### abstract ###
Cerebellar Purkinje cells display complex intrinsic dynamics.
They fire spontaneously, exhibit bistability, and via mutual network interactions are involved in the generation of high frequency oscillations and travelling waves of activity.
To probe the dynamical properties of Purkinje cells we measured their phase response curves.
PRCs quantify the change in spike phase caused by a stimulus as a function of its temporal position within the interspike interval, and are widely used to predict neuronal responses to more complex stimulus patterns.
Significant variability in the interspike interval during spontaneous firing can lead to PRCs with a low signal-to-noise ratio, requiring averaging over thousands of trials.
We show using electrophysiological experiments and simulations that the PRC calculated in the traditional way by sampling the interspike interval with brief current pulses is biased.
We introduce a corrected approach for calculating PRCs which eliminates this bias.
Using our new approach, we show that Purkinje cell PRCs change qualitatively depending on the firing frequency of the cell.
At high firing rates, Purkinje cells exhibit single-peaked, or monophasic PRCs.
Surprisingly, at low firing rates, Purkinje cell PRCs are largely independent of phase, resembling PRCs of ideal non-leaky integrate-and-fire neurons.
These results indicate that Purkinje cells can act as perfect integrators at low firing rates, and that the integration mode of Purkinje cells depends on their firing rate.
### introduction ###
Cerebellar Purkinje cells exhibit a wide range of dynamical phenomena.
They are intrinsic neural oscillators, firing spontaneously and highly rhythmically in the absence of synaptic input, at a rate of 10 180 Hz CITATION CITATION.
They also exhibit intrinsic bistability CITATION, CITATION, which influences their responses to sensory stimulation CITATION.
In addition, interactions between spontaneously firing Purkinje cells can result in waves of activity travelling down the cerebellar folia CITATION, or in high frequency oscillations CITATION, which may contribute to the generation of precise temporal patterns in the cerebellar network CITATION.
Hence, the firing of Purkinje cells is highly time- and state-dependent, and thus they represent excellent targets for dynamical systems analysis.
The phase response curve is a powerful tool to study neuronal dynamics at the cellular level.

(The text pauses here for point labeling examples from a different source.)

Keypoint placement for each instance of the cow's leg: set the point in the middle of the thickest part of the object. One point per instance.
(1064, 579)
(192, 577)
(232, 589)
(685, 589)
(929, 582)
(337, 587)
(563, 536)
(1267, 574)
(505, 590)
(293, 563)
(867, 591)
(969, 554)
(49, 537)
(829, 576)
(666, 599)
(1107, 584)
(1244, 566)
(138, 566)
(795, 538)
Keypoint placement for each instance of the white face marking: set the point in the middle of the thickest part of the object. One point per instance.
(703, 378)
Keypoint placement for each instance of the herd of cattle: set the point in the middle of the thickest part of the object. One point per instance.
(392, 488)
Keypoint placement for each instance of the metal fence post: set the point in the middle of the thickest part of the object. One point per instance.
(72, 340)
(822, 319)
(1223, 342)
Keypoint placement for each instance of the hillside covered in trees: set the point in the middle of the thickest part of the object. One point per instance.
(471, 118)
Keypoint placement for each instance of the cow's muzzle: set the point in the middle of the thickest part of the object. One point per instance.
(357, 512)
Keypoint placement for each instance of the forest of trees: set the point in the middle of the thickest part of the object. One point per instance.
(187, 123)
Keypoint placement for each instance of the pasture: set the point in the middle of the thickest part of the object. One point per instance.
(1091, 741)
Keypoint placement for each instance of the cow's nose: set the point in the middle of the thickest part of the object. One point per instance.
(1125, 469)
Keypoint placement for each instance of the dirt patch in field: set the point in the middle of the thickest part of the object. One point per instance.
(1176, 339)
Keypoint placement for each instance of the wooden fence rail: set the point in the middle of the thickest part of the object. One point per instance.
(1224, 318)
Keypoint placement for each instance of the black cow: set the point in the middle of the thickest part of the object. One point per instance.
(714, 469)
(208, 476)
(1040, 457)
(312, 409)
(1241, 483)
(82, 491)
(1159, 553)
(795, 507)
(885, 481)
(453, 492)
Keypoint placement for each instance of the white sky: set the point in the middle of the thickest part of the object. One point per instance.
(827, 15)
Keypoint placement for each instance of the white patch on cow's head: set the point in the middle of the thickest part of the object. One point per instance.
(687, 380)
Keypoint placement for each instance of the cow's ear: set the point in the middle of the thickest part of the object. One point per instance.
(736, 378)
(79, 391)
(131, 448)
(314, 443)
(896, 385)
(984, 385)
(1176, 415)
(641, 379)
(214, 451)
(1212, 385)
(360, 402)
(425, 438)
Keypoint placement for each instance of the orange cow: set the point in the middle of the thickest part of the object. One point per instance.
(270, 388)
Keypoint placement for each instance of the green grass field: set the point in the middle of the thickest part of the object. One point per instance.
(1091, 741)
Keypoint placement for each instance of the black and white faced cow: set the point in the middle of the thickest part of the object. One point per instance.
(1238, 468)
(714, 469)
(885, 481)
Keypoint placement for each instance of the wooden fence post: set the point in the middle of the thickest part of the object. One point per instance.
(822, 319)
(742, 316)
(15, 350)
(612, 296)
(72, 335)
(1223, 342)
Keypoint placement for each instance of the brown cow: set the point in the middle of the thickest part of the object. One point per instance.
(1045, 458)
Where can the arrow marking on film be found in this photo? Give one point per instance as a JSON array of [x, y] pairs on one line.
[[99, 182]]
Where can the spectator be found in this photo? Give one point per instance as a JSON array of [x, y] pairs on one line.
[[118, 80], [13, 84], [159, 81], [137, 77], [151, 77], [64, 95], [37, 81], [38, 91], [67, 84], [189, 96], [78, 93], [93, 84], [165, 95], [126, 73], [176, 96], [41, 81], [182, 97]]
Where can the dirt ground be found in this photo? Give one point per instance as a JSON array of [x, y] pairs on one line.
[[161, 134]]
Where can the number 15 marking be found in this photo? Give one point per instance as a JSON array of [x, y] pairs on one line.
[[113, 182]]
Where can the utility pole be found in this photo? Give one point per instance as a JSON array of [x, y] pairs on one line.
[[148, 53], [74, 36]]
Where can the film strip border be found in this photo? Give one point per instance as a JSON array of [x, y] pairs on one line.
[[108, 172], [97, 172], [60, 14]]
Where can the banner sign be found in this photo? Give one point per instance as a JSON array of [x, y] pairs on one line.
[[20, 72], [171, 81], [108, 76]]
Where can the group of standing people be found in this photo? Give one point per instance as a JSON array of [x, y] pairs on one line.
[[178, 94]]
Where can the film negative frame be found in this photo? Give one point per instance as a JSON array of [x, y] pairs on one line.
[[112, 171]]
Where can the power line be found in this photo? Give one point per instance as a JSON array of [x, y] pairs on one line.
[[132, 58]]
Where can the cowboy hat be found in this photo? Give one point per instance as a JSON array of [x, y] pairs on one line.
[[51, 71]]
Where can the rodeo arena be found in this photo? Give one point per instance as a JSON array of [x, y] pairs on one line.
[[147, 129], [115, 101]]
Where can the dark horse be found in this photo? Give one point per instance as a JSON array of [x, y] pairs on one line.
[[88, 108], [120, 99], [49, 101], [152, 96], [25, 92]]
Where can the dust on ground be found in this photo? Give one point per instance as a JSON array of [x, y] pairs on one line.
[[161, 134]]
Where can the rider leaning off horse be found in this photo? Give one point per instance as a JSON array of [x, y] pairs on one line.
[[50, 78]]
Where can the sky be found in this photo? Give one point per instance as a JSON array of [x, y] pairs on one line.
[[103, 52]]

The PRC describes the effect of a brief perturbation on the firing phase of a neuron, and can be used to predict the response of a neuron to more complex stimulation patterns CITATION CITATION.
The shape of the PRC is linked to the type of neuronal excitability CITATION, CITATION, to oscillatory stability CITATION and to network synchronization properties CITATION CITATION.
Studying Purkinje cell PRCs is therefore an essential step to explore their dynamic repertoire, probe their biophysical mechanisms, and to construct models of Purkinje cells to determine their role in information processing at the network level.
PRCs can be obtained by directly perturbing the membrane potential by short square current pulses CITATION CITATION or synaptic conductance pulses CITATION, CITATION CITATION, and via indirect methods CITATION CITATION.
Using the direct method, infinitesimal PRCs are obtained by repeatedly injecting brief current pulses while neurons are firing action potentials.
Phase and phase perturbation are measured by using the AP immediately preceding the current pulse as a reference, and we refer to these PRCs as traditional PRCs throughout this paper.
We show using electrophysiological experiments and in simulations that the interspike interval variability present in Purkinje cells introduces a systematic bias in this traditional calculation of the PRC.
The bias results from loss of causality caused by the jitter of the APs surrounding the current pulse, and gives rise to an empty triangular region in the PRC plot, which we call the Bermuda Triangle.
We introduce a method for calculating the PRC which corrects for this bias by using all spikes in the spike train as a reference, one at a time.
We refer to PRCs obtained by this method as corrected PRCs.
Note that in our study both traditional and corrected PRCs are calculated using the same experimental data: perturbation of the firing of Purkinje cells with brief square current pulses.
Using the corrected method we show that the shape of the Purkinje cell PRC changes fundamentally depending on the firing rate of the neuron.